Content recommendations for increased relevance in digital media
Purpose and goal
Triggerbee offers a personalization service to e-retailers and media companies. Using behavioral data from the website in combination with customer data, Triggerbee´s customers can create relevance on the website. Through this project, we want to start applying machine learning to automatically identify different personas and categorize content. In this way, no predefined rules are needed for each customer, and we do not have to wait for different predefined conditions to be fulfilled to determine if a visitor belongs to a certain category, and what content to present.

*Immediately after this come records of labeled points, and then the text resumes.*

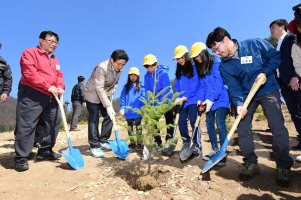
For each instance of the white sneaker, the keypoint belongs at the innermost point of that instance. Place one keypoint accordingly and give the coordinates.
(209, 155)
(106, 146)
(298, 158)
(96, 152)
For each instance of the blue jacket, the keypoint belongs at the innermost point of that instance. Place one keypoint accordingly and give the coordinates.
(131, 99)
(162, 81)
(212, 87)
(239, 78)
(189, 87)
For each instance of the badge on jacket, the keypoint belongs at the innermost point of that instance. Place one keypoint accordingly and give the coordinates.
(246, 60)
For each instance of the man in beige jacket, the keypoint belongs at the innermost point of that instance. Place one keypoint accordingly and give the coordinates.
(98, 94)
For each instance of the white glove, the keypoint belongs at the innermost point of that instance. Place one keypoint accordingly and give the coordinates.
(209, 104)
(111, 112)
(179, 101)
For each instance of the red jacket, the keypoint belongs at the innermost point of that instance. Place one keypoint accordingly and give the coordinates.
(40, 71)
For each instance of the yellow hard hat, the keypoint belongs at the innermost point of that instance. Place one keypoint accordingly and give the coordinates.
(180, 51)
(149, 59)
(134, 70)
(196, 49)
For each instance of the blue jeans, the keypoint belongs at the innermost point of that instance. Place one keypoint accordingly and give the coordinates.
(219, 116)
(189, 112)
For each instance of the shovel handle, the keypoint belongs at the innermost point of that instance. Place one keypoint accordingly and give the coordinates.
(63, 116)
(254, 89)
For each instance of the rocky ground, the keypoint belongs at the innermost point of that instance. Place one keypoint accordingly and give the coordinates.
(112, 178)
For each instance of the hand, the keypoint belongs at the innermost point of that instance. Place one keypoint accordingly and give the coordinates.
(53, 90)
(111, 112)
(208, 104)
(294, 83)
(179, 101)
(3, 98)
(241, 111)
(60, 91)
(259, 76)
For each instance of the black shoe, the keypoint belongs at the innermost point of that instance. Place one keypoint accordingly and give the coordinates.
(48, 155)
(21, 165)
(297, 147)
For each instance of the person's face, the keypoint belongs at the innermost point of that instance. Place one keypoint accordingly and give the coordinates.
(222, 48)
(118, 64)
(133, 78)
(151, 68)
(181, 60)
(276, 31)
(49, 44)
(198, 59)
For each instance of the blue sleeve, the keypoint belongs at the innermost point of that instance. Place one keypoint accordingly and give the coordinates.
(122, 98)
(234, 87)
(271, 55)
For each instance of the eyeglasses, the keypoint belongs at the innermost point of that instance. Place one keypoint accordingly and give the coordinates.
(51, 42)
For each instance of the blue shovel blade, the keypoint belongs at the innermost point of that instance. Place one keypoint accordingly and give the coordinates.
(73, 156)
(120, 148)
(214, 160)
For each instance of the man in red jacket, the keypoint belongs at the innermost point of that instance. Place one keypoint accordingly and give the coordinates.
(41, 80)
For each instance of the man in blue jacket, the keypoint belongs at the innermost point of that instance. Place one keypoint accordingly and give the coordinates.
(242, 64)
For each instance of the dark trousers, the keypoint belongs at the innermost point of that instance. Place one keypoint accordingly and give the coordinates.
(106, 128)
(272, 108)
(293, 102)
(191, 112)
(169, 119)
(76, 111)
(137, 123)
(31, 106)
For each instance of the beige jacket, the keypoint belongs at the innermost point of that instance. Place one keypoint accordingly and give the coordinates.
(296, 56)
(102, 84)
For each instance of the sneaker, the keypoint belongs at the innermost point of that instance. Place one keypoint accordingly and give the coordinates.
(209, 155)
(283, 176)
(105, 146)
(249, 171)
(96, 152)
(21, 165)
(298, 158)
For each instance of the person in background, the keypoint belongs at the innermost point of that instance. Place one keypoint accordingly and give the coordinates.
(130, 96)
(5, 80)
(215, 96)
(243, 63)
(78, 100)
(41, 80)
(99, 92)
(287, 76)
(188, 85)
(158, 74)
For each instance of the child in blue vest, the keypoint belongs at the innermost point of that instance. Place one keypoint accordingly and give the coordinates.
(215, 96)
(130, 96)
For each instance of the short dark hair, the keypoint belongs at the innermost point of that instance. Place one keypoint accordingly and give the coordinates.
(80, 78)
(43, 35)
(119, 54)
(280, 22)
(216, 35)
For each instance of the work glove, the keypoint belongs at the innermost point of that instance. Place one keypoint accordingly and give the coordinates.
(111, 112)
(179, 101)
(208, 104)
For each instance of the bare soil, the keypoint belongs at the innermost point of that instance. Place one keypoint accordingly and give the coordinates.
(112, 178)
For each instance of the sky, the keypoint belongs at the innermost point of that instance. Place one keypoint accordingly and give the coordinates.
(91, 30)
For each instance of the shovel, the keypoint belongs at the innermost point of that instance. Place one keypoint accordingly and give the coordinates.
(119, 147)
(218, 156)
(72, 155)
(167, 151)
(187, 152)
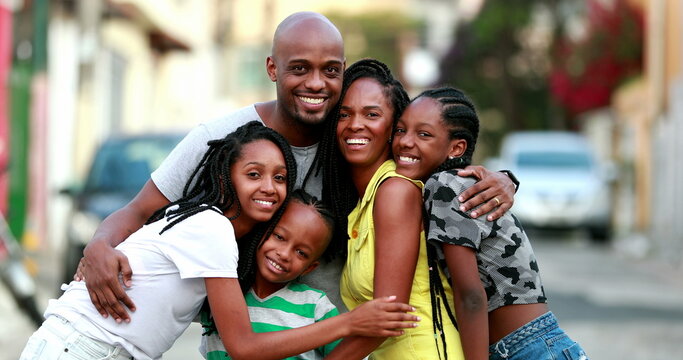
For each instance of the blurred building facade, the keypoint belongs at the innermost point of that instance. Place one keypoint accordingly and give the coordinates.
(649, 128)
(131, 66)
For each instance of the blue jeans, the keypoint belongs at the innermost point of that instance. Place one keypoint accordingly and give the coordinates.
(57, 339)
(540, 339)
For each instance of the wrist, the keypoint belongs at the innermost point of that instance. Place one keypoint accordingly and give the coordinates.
(346, 326)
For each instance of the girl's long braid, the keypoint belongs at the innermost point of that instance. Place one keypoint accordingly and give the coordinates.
(338, 189)
(460, 117)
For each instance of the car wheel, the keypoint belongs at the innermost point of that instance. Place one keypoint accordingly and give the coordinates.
(599, 234)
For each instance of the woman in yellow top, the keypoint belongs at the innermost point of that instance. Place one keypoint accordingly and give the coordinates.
(386, 249)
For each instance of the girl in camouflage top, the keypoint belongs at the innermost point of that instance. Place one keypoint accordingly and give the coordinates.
(498, 296)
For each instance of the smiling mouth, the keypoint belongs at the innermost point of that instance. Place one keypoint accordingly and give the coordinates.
(312, 101)
(408, 159)
(275, 265)
(264, 202)
(357, 141)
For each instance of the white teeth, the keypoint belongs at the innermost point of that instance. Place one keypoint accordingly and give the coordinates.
(275, 265)
(408, 159)
(357, 141)
(314, 101)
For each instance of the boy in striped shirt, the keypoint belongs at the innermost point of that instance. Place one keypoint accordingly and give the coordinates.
(276, 300)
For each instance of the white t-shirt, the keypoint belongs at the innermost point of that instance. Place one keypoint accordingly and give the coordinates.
(176, 169)
(168, 284)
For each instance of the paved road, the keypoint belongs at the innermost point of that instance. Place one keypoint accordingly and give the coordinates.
(615, 306)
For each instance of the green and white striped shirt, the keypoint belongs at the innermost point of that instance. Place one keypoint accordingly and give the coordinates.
(293, 306)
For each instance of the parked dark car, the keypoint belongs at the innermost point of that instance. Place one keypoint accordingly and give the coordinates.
(119, 169)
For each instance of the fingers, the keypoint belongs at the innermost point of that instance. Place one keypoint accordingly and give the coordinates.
(477, 171)
(80, 275)
(126, 273)
(96, 301)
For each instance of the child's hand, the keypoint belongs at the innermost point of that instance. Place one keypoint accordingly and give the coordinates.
(381, 318)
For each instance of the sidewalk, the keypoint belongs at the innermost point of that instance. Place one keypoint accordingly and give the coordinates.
(616, 306)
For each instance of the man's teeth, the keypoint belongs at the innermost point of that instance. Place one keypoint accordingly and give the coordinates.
(408, 159)
(357, 141)
(314, 101)
(275, 265)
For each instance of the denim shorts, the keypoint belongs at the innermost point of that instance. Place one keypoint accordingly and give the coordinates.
(57, 339)
(540, 339)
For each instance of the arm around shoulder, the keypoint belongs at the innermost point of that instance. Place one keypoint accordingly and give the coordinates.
(102, 264)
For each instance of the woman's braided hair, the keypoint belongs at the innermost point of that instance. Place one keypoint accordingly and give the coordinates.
(338, 190)
(210, 187)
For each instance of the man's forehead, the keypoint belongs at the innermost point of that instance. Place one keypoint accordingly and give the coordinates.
(307, 31)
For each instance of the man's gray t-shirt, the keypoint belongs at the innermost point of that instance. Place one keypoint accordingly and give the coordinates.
(173, 173)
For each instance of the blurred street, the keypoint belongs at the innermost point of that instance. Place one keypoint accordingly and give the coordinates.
(615, 306)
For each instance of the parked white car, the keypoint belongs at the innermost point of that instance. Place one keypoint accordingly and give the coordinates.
(563, 185)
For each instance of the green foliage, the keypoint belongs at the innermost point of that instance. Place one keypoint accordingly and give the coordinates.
(490, 62)
(375, 35)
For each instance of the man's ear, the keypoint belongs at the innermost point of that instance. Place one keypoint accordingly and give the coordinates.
(271, 68)
(310, 267)
(457, 147)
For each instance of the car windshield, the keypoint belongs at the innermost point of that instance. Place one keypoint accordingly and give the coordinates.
(554, 159)
(123, 166)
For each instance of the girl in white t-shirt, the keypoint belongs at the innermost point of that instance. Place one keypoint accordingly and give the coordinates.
(187, 251)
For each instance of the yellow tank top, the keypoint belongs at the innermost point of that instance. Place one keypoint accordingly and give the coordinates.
(357, 283)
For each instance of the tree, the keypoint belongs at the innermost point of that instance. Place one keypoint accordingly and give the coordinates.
(586, 72)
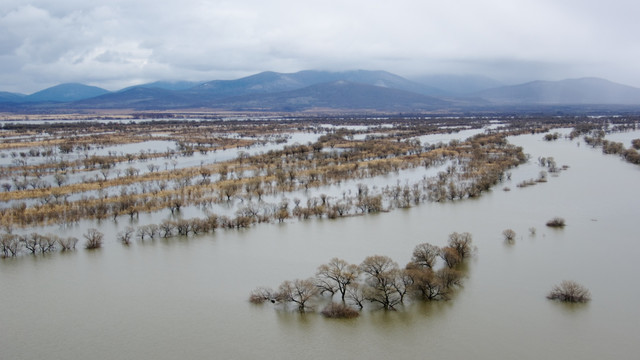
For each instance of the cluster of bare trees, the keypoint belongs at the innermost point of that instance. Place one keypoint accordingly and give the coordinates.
(479, 163)
(631, 155)
(378, 280)
(570, 291)
(12, 244)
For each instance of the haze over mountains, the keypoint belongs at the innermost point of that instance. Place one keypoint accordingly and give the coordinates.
(320, 90)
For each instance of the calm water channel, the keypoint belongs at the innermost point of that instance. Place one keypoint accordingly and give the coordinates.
(188, 298)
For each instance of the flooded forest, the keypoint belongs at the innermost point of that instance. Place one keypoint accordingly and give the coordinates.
(264, 236)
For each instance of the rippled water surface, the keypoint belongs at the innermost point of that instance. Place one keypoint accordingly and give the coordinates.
(188, 298)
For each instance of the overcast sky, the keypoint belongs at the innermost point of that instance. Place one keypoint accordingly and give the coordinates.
(117, 43)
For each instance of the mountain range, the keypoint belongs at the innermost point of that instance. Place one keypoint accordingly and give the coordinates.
(309, 90)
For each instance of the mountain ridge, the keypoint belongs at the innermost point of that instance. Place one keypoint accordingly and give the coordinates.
(311, 89)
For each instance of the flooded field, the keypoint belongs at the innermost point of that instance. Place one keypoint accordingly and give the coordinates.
(188, 296)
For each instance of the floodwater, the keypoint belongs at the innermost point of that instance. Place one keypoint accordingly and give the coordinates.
(187, 298)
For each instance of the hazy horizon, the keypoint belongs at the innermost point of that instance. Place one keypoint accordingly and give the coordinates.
(115, 43)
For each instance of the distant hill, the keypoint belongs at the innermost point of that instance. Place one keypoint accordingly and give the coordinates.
(10, 97)
(271, 82)
(348, 90)
(140, 98)
(335, 95)
(458, 85)
(572, 91)
(66, 93)
(167, 85)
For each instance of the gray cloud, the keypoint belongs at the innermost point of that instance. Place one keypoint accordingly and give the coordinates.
(115, 43)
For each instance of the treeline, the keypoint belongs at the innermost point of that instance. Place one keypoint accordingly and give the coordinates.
(378, 280)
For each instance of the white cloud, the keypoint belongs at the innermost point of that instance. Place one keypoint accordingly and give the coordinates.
(116, 42)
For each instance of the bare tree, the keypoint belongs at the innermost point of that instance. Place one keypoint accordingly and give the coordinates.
(450, 256)
(556, 222)
(337, 274)
(425, 255)
(569, 291)
(261, 294)
(509, 235)
(461, 243)
(426, 284)
(126, 235)
(382, 281)
(297, 291)
(94, 239)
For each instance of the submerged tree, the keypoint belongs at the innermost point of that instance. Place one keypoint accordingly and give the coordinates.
(337, 275)
(384, 283)
(297, 291)
(425, 255)
(94, 239)
(570, 291)
(461, 243)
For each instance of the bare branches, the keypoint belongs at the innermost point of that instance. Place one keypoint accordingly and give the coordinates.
(570, 291)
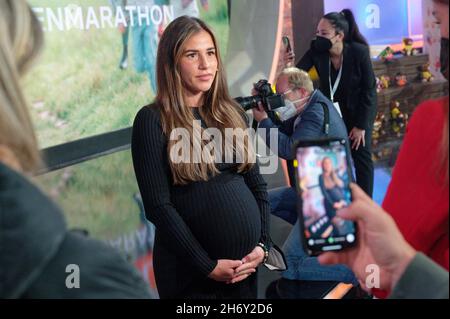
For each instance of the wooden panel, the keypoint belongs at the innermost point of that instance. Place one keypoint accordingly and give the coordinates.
(385, 148)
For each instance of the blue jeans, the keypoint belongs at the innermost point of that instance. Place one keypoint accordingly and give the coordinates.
(144, 50)
(283, 203)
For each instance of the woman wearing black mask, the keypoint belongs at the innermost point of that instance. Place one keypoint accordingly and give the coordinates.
(341, 57)
(418, 195)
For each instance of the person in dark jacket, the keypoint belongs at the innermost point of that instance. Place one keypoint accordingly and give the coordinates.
(341, 56)
(210, 211)
(39, 257)
(306, 123)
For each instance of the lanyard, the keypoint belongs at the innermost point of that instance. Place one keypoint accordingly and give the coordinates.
(333, 89)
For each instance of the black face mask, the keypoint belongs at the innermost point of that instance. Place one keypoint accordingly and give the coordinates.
(322, 44)
(444, 57)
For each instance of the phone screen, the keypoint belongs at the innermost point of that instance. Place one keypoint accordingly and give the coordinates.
(323, 179)
(287, 44)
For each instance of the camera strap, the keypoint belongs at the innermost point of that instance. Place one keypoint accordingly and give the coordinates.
(326, 120)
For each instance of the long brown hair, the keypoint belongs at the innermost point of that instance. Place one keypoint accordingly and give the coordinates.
(218, 110)
(21, 40)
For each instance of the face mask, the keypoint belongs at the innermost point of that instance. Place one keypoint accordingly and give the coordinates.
(322, 44)
(444, 57)
(289, 110)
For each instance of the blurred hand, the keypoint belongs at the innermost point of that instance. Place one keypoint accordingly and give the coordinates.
(249, 265)
(259, 113)
(358, 137)
(379, 243)
(225, 270)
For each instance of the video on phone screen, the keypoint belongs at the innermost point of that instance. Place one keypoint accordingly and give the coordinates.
(324, 186)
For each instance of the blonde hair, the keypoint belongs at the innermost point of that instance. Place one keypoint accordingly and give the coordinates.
(299, 79)
(21, 39)
(219, 110)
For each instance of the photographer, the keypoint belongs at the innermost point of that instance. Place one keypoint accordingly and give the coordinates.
(314, 117)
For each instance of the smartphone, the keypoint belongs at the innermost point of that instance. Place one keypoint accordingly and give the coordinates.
(323, 177)
(287, 44)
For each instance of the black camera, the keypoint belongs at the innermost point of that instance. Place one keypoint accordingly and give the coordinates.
(270, 101)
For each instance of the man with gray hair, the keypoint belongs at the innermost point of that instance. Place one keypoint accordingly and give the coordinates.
(308, 115)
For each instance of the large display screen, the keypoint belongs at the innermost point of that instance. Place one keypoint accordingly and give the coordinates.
(97, 67)
(384, 22)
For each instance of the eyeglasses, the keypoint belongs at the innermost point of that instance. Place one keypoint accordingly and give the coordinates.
(287, 92)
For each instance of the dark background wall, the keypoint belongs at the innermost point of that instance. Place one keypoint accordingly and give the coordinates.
(306, 14)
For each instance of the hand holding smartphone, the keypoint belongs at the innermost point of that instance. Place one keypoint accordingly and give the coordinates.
(289, 55)
(323, 178)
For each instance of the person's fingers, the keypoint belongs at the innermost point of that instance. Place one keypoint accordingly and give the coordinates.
(329, 259)
(235, 263)
(240, 278)
(251, 257)
(245, 272)
(245, 266)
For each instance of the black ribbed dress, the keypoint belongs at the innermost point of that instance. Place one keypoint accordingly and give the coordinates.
(198, 223)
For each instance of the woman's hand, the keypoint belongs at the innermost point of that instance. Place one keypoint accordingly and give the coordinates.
(380, 243)
(225, 270)
(249, 265)
(357, 135)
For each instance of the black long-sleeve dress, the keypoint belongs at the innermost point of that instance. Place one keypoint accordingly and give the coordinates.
(198, 223)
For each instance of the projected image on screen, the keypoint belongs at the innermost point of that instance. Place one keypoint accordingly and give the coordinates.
(98, 65)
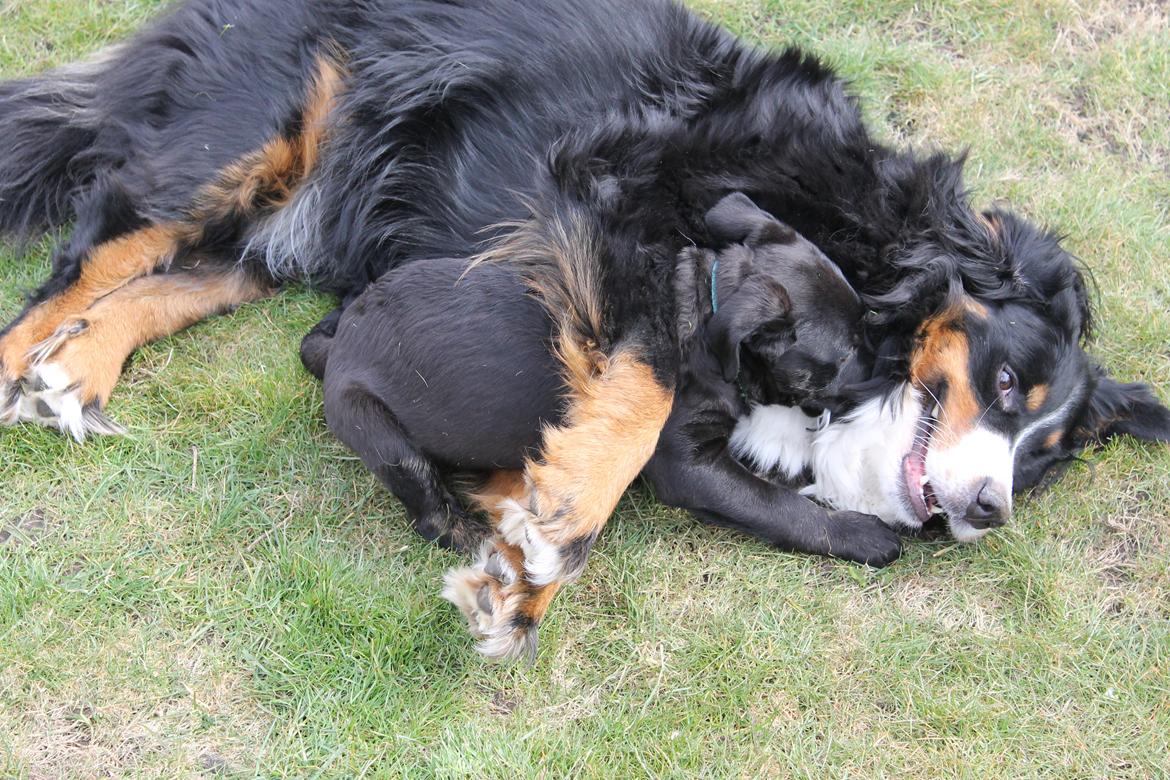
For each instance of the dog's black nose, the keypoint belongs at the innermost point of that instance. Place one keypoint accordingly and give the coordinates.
(990, 508)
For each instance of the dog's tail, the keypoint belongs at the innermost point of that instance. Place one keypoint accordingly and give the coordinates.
(316, 343)
(48, 133)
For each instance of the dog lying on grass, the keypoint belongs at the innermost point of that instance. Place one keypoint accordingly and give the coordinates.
(235, 145)
(439, 370)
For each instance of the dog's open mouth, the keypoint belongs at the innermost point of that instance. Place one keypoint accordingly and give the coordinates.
(919, 492)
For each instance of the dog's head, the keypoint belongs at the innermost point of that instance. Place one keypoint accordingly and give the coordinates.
(979, 385)
(786, 323)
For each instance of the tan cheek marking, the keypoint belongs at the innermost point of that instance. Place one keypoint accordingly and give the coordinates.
(1037, 397)
(942, 354)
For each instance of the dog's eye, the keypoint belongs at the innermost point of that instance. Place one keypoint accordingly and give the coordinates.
(1005, 382)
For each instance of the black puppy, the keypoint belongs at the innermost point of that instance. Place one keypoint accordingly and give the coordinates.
(782, 328)
(438, 368)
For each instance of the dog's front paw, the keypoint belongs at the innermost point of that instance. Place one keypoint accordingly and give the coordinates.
(489, 594)
(864, 539)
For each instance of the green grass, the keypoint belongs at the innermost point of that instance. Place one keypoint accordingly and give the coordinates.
(227, 591)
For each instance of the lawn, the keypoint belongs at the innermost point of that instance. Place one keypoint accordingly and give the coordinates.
(226, 592)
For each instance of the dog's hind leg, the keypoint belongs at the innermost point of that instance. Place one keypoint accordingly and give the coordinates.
(75, 368)
(50, 319)
(367, 427)
(548, 526)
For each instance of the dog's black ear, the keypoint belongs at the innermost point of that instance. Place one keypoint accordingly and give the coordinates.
(736, 219)
(1126, 408)
(759, 304)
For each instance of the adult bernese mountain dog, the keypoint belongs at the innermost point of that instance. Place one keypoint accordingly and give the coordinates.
(234, 145)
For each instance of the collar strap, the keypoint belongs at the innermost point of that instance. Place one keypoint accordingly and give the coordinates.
(715, 297)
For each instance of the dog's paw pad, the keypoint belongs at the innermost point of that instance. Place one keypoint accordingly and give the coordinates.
(489, 596)
(50, 398)
(48, 347)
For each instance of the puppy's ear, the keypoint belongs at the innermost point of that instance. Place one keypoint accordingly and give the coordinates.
(736, 219)
(1126, 408)
(759, 304)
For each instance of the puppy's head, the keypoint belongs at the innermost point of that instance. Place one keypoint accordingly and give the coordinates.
(785, 322)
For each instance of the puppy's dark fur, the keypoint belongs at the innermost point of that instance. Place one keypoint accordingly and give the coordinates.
(407, 371)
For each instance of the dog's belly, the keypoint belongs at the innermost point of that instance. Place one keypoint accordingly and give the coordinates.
(461, 360)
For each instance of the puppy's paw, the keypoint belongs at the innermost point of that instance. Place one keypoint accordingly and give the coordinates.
(489, 596)
(864, 539)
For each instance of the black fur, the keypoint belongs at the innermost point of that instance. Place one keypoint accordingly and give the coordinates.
(456, 367)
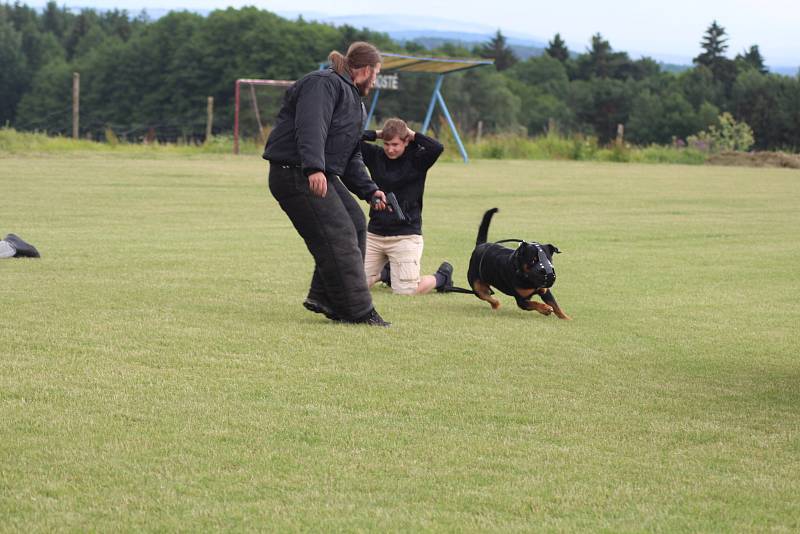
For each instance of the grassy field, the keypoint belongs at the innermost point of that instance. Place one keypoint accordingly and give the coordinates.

Expected results and effects
The project aims to provide Triggerbee with the conditions to develop the basis for a commercial offering, which after the project has ended can be continuously enhanced together with Triggerbee´s customers and within the framework of Triggerbee´s own R&D budget. Through the project we will collaborate with reference customers where we aim to deliver measurably increased reading and conversion on their websites.
Planned approach and implementation
The project is divided into the following elements: * Evaluate technologies and available frameworks at our cloud provider * Learn to apply these technologies to analyze and detect patterns in large amounts of data * Develop application in the form of software "recommendation engine" that can be used by website owners to recommend content based on data The outcome can be compared with a control group on both participating customers´ websites and non-participating. In this way, we will be able to obtain statistically reliable data on how well the recommendation engine performs.